Life-long born, raised, and permanent Chicagoan here to personally apologize on behalf of my fellow neighbors. No one meant to be rude towards you ma'am. Most of us are just quite brash in how we speak. You will find a true Chicagoan cursing up a storm while simultaneously changing an old ladies flat tire for free. That being said sorry you felt we were being rude. However I have traveled the world searching for great pizza and it is only here that you will find what you seek in pizza. I kid you not the 2nd best place Ive rated for pizza is probably Iraq. Small place in Southern Talill that has some excellent pie. Alas, I digress. Judging us on the airport food is not a sufficient enough evaluation to provide any proper basis for comparison. Please visit Morton Grove Peqouds location( Clybourn Ave location stopped ordering cheese ten years ago ) or any Lou Malnatis or Giordanos if you want to keep it simple and nearby the airport. Either three should be sufficient enough to judge Chicago-style pizza.
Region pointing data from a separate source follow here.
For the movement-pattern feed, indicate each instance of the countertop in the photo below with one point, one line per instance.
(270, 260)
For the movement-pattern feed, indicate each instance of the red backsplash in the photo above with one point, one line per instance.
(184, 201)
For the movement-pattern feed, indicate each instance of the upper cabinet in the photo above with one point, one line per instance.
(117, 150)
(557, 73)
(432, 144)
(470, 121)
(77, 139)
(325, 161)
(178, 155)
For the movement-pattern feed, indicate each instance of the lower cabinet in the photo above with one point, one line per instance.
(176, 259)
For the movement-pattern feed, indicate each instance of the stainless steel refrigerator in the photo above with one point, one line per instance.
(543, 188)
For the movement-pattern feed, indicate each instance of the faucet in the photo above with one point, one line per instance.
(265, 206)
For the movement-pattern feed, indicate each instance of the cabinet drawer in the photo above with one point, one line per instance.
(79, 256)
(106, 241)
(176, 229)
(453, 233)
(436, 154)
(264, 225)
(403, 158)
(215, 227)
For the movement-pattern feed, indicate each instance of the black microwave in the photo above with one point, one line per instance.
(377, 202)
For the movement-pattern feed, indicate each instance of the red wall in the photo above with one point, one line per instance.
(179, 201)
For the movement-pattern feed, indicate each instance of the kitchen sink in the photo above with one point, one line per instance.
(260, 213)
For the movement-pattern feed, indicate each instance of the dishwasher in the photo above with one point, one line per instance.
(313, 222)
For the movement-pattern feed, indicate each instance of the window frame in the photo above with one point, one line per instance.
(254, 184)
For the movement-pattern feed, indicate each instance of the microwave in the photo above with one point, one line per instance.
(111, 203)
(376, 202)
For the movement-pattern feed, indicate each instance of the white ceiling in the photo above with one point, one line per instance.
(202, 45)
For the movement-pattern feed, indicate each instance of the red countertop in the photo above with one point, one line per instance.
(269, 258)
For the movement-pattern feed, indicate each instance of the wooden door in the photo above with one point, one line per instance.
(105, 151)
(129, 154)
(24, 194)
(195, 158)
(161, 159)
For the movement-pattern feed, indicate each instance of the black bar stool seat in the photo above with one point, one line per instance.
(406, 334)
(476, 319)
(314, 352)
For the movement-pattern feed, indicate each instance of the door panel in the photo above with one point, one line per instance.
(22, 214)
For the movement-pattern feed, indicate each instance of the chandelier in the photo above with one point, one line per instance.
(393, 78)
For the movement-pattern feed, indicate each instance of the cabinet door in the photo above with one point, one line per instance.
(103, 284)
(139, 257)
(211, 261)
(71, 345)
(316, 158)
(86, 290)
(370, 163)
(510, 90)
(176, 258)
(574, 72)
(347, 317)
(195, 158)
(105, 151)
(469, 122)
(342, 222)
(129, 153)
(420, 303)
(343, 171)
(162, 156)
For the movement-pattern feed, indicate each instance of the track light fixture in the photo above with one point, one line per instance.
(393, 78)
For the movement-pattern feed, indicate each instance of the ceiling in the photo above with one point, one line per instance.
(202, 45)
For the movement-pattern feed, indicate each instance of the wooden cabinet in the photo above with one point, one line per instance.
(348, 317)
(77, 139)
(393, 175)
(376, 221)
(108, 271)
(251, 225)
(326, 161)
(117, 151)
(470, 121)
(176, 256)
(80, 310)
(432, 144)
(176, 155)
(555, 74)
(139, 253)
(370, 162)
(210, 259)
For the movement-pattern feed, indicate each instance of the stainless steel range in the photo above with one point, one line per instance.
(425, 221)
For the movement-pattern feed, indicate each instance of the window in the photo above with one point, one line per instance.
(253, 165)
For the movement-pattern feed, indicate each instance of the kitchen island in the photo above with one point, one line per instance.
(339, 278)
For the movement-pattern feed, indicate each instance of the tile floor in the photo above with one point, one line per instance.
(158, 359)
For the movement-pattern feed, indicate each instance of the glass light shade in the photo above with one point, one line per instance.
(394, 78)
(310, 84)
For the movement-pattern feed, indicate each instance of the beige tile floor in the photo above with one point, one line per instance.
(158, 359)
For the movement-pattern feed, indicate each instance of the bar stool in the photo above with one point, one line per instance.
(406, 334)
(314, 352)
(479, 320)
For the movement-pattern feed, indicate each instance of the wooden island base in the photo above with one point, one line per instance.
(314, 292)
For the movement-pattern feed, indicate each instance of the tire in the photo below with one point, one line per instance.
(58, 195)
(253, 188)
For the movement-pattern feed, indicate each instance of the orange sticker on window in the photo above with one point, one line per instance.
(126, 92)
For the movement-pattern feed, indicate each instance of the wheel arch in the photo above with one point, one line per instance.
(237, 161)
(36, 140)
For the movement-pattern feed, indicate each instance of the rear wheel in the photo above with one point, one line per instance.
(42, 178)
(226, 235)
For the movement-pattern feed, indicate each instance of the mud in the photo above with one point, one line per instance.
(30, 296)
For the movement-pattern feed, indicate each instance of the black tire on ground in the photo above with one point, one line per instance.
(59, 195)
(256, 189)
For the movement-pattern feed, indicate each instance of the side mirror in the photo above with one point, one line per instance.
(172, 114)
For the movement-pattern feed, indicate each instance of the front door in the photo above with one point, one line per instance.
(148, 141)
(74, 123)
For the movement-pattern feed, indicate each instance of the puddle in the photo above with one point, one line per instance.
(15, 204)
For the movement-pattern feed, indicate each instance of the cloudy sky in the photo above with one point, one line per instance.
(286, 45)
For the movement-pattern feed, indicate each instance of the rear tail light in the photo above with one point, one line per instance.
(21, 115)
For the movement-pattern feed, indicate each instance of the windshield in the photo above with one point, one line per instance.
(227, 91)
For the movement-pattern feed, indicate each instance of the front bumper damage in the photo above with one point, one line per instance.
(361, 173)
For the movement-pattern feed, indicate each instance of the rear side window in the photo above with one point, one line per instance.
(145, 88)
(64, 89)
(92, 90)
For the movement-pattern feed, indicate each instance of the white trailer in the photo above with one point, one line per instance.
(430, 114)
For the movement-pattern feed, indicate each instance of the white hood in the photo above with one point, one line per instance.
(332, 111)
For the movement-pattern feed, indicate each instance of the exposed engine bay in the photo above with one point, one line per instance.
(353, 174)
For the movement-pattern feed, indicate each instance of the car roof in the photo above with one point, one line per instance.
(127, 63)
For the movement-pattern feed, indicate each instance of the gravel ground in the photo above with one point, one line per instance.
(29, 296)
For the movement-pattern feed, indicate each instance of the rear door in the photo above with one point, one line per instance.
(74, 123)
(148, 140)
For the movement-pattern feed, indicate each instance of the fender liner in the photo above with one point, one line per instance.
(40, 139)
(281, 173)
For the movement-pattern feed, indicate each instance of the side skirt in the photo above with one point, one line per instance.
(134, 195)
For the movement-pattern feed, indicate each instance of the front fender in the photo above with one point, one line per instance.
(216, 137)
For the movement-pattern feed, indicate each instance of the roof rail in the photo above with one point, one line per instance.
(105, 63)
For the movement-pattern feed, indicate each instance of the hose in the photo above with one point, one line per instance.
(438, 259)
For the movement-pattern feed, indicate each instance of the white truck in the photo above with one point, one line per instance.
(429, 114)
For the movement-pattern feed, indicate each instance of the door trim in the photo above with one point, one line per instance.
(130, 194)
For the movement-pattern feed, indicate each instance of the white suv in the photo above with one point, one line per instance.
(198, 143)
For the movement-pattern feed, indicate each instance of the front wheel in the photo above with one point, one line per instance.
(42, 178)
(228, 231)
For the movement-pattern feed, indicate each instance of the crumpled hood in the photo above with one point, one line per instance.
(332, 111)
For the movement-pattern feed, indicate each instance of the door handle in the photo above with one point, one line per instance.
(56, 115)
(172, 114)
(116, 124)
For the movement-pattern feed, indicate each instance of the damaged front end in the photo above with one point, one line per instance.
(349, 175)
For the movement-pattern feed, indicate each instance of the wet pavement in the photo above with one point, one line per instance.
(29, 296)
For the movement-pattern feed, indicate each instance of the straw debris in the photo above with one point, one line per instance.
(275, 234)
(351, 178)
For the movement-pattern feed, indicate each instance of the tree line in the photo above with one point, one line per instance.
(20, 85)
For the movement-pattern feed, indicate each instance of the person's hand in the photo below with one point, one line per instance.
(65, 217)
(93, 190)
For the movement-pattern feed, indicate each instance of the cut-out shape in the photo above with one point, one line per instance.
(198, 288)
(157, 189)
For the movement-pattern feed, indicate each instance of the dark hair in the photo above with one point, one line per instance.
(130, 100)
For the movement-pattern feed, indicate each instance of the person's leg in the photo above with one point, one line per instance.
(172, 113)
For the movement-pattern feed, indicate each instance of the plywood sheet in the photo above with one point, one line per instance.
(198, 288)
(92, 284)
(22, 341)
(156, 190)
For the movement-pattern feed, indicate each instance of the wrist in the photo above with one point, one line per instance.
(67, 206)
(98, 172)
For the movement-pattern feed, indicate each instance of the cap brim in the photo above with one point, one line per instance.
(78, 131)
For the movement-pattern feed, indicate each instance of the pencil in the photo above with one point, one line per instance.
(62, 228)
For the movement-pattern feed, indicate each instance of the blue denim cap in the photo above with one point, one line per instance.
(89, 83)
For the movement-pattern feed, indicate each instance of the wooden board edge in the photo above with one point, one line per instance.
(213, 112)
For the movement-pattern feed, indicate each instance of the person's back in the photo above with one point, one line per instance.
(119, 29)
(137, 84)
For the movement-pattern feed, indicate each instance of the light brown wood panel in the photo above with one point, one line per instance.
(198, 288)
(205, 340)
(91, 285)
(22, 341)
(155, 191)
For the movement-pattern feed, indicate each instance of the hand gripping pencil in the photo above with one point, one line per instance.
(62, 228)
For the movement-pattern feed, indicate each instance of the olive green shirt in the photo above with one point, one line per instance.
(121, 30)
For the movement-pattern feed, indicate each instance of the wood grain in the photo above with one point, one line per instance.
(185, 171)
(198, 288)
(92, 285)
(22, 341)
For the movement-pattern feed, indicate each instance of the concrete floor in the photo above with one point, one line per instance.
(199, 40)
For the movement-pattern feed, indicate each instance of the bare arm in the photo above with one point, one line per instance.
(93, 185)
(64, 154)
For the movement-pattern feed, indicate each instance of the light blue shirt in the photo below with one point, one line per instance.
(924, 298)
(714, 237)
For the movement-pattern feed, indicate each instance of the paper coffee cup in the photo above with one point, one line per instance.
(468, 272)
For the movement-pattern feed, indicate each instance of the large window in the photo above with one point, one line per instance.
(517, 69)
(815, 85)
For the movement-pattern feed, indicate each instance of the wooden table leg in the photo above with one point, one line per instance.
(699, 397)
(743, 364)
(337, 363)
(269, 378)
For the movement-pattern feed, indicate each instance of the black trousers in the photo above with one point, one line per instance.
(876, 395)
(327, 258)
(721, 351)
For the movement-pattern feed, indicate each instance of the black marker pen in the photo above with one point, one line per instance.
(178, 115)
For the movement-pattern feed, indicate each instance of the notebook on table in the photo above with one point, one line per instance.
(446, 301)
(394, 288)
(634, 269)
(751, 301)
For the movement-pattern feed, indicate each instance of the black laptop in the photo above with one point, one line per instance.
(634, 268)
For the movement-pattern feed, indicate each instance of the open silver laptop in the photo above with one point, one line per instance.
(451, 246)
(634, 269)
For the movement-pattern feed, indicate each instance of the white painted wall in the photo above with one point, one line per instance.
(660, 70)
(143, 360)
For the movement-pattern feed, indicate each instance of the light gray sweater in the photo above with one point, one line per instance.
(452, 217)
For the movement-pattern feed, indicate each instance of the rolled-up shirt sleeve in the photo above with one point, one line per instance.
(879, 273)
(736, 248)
Holy shit the "m'lady" is off the charts

lol as if you can't make pizza casserole at the airport and have it every bit as good as downtown

you hardly need some expensive wood fired pizza oven flown in from Naples

This is Pizzeria

To OP: NEVER, EVER THREATEN CHICAGO STYLE AGAIN OR YOU WILL SUFFER CONSEQUENCES THE LIKES OF WHICH FEW THROUGHOUT HISTORY HAVE EVER SUFFERED BEFORE. WE ARE NO LONGER A CITY THAT WILL STAND FOR YOUR DEMENTED WORDS OF VIOLENCE & DEATH. BE CAUTIOUS!